Another 1,154 cases are still under investigation to determine where the person resides.

In regards to cases related to in-school transmissions, a total of 131 outbreaks involving 597 cases, with 10 new outbreaks accounting for 32 cases reported in the weekly update, have been reported in all 21 counties in the Garden State. 

For North Jersey, Bergen County has 29 confirmed outbreaks with 121 cases, Passaic County has five confirmed outbreaks with 25 cases, Sussex has five confirmed outbreaks with 12 cases, Warren has five confirmed outbreaks with 12 cases, Hudson County has two confirmed outbreaks with 10 cases, Essex County with one confirmed outbreak with 91 cases and Morris County has two confirmed outbreaks with 10 cases.

Long-term Care Facilities

Health officials noted 425 long-term care facilities are currently reporting at least one case of COVID-19, accounting for a total of 15,616 of the cases, broken down between 7,514 residents and 8,102 staff. 

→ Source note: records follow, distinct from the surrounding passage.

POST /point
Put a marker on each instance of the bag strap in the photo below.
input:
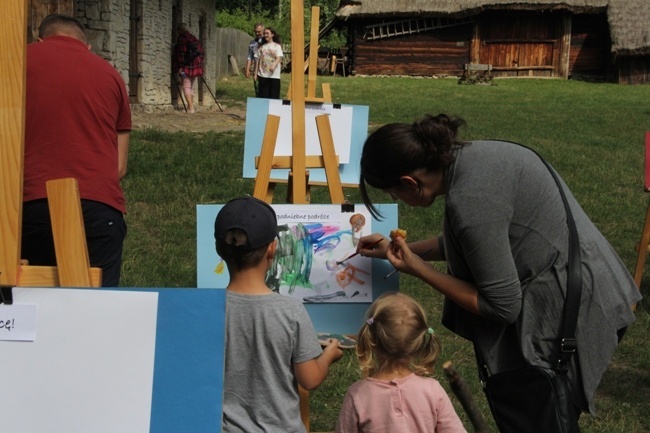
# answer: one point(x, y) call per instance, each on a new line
point(574, 284)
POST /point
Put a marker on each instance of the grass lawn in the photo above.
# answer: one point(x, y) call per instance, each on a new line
point(593, 133)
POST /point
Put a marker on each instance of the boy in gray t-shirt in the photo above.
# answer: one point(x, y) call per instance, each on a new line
point(271, 345)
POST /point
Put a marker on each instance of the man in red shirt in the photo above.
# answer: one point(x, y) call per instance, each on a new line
point(77, 124)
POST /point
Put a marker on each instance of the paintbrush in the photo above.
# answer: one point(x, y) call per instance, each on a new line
point(391, 273)
point(367, 246)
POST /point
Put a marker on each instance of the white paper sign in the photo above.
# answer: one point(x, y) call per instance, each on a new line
point(340, 120)
point(18, 322)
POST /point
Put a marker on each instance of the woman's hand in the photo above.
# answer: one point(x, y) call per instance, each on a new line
point(370, 247)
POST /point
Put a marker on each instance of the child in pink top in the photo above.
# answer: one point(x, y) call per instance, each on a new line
point(396, 351)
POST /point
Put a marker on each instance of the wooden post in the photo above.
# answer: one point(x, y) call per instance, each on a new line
point(313, 53)
point(13, 43)
point(68, 227)
point(464, 395)
point(298, 152)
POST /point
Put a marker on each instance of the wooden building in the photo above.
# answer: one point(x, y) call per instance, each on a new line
point(600, 39)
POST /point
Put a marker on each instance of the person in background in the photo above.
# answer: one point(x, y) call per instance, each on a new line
point(269, 58)
point(251, 64)
point(397, 350)
point(505, 241)
point(188, 62)
point(77, 124)
point(271, 345)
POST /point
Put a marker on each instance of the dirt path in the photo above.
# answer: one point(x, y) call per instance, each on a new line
point(233, 118)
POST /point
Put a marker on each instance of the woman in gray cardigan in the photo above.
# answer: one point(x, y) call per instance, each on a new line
point(505, 241)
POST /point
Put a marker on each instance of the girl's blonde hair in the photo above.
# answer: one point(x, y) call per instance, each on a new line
point(396, 336)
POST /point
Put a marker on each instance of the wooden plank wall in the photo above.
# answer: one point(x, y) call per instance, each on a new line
point(439, 52)
point(521, 44)
point(590, 46)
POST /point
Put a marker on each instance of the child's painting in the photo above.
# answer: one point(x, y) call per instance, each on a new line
point(316, 259)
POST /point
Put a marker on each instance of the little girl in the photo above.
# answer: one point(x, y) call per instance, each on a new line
point(396, 351)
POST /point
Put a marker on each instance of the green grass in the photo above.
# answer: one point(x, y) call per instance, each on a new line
point(591, 132)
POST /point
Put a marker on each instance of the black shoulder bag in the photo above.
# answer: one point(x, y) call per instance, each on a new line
point(535, 399)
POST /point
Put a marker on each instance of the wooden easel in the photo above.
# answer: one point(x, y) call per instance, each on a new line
point(65, 208)
point(299, 162)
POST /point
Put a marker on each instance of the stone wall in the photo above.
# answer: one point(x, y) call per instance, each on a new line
point(108, 29)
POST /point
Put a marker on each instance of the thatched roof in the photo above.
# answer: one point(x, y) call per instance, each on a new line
point(629, 20)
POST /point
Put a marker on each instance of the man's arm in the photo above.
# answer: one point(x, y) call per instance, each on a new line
point(122, 152)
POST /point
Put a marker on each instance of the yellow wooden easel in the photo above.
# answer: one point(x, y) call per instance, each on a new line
point(299, 163)
point(63, 195)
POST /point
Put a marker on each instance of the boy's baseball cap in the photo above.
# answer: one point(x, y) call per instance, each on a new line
point(251, 215)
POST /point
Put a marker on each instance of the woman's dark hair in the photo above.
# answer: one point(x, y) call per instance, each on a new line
point(399, 149)
point(276, 36)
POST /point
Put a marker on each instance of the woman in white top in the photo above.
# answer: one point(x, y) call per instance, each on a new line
point(269, 55)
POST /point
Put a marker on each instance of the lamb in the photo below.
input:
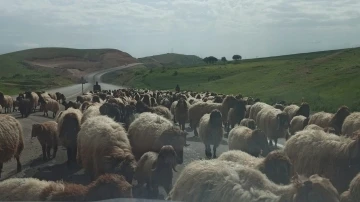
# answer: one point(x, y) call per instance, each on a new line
point(149, 132)
point(141, 107)
point(68, 127)
point(297, 123)
point(253, 142)
point(202, 180)
point(156, 170)
point(47, 134)
point(11, 140)
point(276, 166)
point(103, 147)
point(351, 124)
point(250, 123)
point(273, 122)
point(352, 195)
point(182, 112)
point(211, 131)
point(107, 186)
point(335, 121)
point(51, 105)
point(334, 157)
point(197, 110)
point(6, 102)
point(294, 110)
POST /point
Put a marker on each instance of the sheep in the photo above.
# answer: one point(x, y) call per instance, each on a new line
point(294, 110)
point(47, 134)
point(334, 157)
point(336, 120)
point(11, 140)
point(51, 105)
point(253, 142)
point(156, 170)
point(273, 122)
point(6, 102)
point(68, 127)
point(351, 124)
point(216, 180)
point(182, 112)
point(297, 123)
point(352, 195)
point(149, 132)
point(197, 110)
point(141, 107)
point(104, 147)
point(107, 186)
point(248, 123)
point(276, 165)
point(256, 108)
point(211, 131)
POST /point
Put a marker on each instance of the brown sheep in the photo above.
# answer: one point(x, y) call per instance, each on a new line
point(335, 121)
point(155, 169)
point(47, 134)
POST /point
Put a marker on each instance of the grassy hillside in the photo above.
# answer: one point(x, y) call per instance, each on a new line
point(171, 60)
point(325, 79)
point(44, 68)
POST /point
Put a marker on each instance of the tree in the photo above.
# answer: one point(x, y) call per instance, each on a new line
point(223, 59)
point(237, 57)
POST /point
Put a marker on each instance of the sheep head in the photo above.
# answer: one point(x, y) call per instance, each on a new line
point(282, 121)
point(215, 118)
point(167, 157)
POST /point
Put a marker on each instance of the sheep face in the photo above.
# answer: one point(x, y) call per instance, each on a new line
point(314, 189)
point(282, 121)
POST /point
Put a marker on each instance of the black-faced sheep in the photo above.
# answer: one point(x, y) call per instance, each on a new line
point(276, 165)
point(334, 157)
point(149, 132)
point(196, 111)
point(297, 123)
point(156, 169)
point(274, 123)
point(211, 131)
point(11, 140)
point(6, 102)
point(68, 127)
point(107, 186)
point(216, 180)
point(47, 134)
point(324, 119)
point(253, 142)
point(103, 147)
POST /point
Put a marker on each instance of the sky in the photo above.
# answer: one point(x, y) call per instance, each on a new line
point(250, 28)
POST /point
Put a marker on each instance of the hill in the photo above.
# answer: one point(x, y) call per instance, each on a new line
point(171, 60)
point(326, 79)
point(52, 67)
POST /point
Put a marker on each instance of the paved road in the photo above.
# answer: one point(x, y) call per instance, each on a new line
point(55, 169)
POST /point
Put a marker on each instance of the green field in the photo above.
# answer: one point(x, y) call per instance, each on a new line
point(325, 79)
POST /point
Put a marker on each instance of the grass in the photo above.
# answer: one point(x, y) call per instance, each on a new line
point(171, 60)
point(326, 79)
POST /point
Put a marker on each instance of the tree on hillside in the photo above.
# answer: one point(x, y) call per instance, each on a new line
point(224, 60)
point(237, 57)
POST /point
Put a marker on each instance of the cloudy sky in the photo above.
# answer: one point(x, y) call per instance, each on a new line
point(251, 28)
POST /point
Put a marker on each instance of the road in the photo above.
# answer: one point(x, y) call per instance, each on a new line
point(55, 169)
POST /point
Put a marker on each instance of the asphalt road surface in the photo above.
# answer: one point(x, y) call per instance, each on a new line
point(56, 169)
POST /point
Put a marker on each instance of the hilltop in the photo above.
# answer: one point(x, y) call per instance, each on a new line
point(326, 79)
point(171, 60)
point(51, 67)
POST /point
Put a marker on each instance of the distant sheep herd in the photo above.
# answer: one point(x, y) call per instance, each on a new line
point(128, 138)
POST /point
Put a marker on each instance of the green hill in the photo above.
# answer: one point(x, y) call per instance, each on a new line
point(325, 79)
point(43, 68)
point(171, 60)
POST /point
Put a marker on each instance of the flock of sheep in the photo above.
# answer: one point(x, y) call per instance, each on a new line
point(125, 139)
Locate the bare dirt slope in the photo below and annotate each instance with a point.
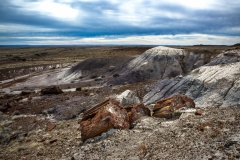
(35, 126)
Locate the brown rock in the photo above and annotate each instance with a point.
(199, 112)
(137, 112)
(6, 107)
(167, 108)
(26, 92)
(50, 127)
(79, 89)
(102, 117)
(51, 90)
(52, 141)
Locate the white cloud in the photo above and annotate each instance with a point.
(61, 11)
(183, 39)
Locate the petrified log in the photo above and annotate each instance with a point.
(51, 90)
(137, 111)
(106, 115)
(167, 108)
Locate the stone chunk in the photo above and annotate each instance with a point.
(51, 90)
(106, 115)
(137, 112)
(128, 98)
(167, 108)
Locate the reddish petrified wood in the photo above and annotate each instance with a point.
(167, 107)
(107, 116)
(51, 90)
(138, 111)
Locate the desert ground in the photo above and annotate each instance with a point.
(34, 125)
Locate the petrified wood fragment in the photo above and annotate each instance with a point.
(137, 111)
(51, 90)
(166, 108)
(102, 117)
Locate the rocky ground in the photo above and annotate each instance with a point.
(39, 126)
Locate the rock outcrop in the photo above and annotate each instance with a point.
(109, 114)
(160, 63)
(208, 86)
(128, 98)
(167, 108)
(51, 90)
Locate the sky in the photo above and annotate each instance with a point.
(119, 22)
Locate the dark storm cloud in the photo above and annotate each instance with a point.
(107, 18)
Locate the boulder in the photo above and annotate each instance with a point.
(51, 90)
(138, 111)
(26, 92)
(128, 98)
(102, 117)
(110, 114)
(6, 107)
(167, 108)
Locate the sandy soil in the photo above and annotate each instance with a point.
(46, 127)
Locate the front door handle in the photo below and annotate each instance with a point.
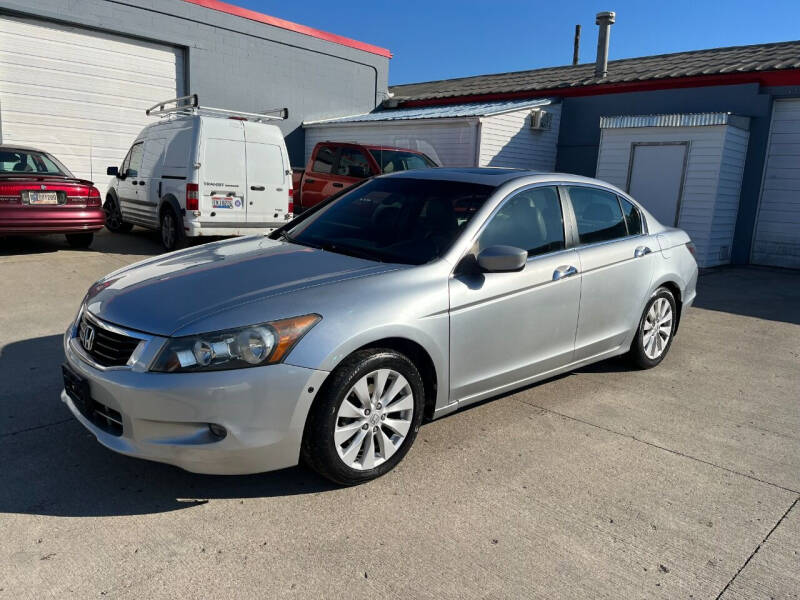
(564, 271)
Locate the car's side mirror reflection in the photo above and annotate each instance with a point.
(502, 259)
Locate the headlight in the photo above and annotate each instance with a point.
(250, 346)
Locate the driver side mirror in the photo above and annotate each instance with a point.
(502, 259)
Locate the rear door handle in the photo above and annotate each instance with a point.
(564, 271)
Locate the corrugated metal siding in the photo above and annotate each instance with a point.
(704, 174)
(777, 235)
(472, 109)
(451, 144)
(508, 141)
(674, 120)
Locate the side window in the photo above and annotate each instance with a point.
(530, 220)
(598, 215)
(633, 218)
(353, 163)
(135, 163)
(323, 162)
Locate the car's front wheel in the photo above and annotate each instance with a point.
(365, 418)
(656, 330)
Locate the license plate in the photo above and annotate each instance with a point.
(42, 198)
(221, 202)
(77, 389)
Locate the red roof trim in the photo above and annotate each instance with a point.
(769, 78)
(246, 13)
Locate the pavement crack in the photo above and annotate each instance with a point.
(35, 427)
(653, 445)
(749, 558)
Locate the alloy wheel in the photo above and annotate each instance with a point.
(657, 328)
(373, 419)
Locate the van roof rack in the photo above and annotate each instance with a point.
(189, 105)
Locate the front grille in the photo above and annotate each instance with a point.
(106, 347)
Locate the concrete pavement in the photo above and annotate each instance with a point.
(678, 482)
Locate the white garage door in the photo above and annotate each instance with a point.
(80, 94)
(777, 237)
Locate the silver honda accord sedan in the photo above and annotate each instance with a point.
(402, 299)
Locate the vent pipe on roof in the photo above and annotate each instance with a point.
(605, 20)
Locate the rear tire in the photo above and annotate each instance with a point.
(352, 433)
(172, 234)
(114, 222)
(80, 240)
(656, 330)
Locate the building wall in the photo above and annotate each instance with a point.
(451, 143)
(711, 182)
(507, 140)
(237, 63)
(579, 136)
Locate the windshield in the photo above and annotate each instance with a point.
(407, 221)
(400, 160)
(17, 162)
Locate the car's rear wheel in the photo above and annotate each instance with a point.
(114, 222)
(656, 330)
(80, 240)
(172, 236)
(365, 418)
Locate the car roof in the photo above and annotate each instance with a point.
(494, 176)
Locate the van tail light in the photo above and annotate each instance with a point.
(94, 197)
(192, 196)
(11, 193)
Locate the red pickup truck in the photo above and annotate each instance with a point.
(337, 165)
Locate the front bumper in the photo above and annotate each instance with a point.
(165, 416)
(58, 219)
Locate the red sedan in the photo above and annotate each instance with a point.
(38, 195)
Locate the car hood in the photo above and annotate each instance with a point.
(168, 293)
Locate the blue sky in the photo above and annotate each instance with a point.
(443, 39)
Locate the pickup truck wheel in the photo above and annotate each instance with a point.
(172, 234)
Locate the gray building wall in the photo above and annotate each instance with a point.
(579, 137)
(236, 63)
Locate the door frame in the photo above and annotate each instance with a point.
(684, 168)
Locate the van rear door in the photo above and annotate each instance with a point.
(223, 174)
(268, 176)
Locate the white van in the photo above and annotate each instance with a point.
(202, 171)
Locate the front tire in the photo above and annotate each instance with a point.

Cumulatively, 1,225 long-term care facilities reported a case infecting 32,302 residents and 21,454 staff, for a total of 53,756 cases. 

The state’s official death total will now be reported as those that are lab confirmed, sits at 7,748 on Jan. 29. The facilities are reporting to the state 7,703 residents deaths and 144 staff deaths.

Vaccine Distribution

The number of COVID-19 vaccines administered in New Jersey totaled 785,588 as of Jan. 31. Of those who have received the vaccine, 656,174 residents have received their first dose with 125,612 their second; 55% have been administered the Moderna vaccine and 45% the Pfizer. 

Demographically, 60% of those vaccinated are women and 40% men. As for ethnicity, 48% are White, 19% unknown, 19% other, 6% Asian, 5% Hispanic and 3% Black. In regards to age of those having received the vaccine, 35% are 65 years old or olders, 29% are between the ages of 50-64, 28% are between the ages of 40-49, and 9% are between the ages of 18-29.  

In North Jersey, Bergen County has delivered 86,813 doses, Essex 62,777 doses, Hudson 36,437 doses, Morris 58,242 doses, Passaic 36,853 doses, Sussex 13,151 doses, and Warren 8,018 doses.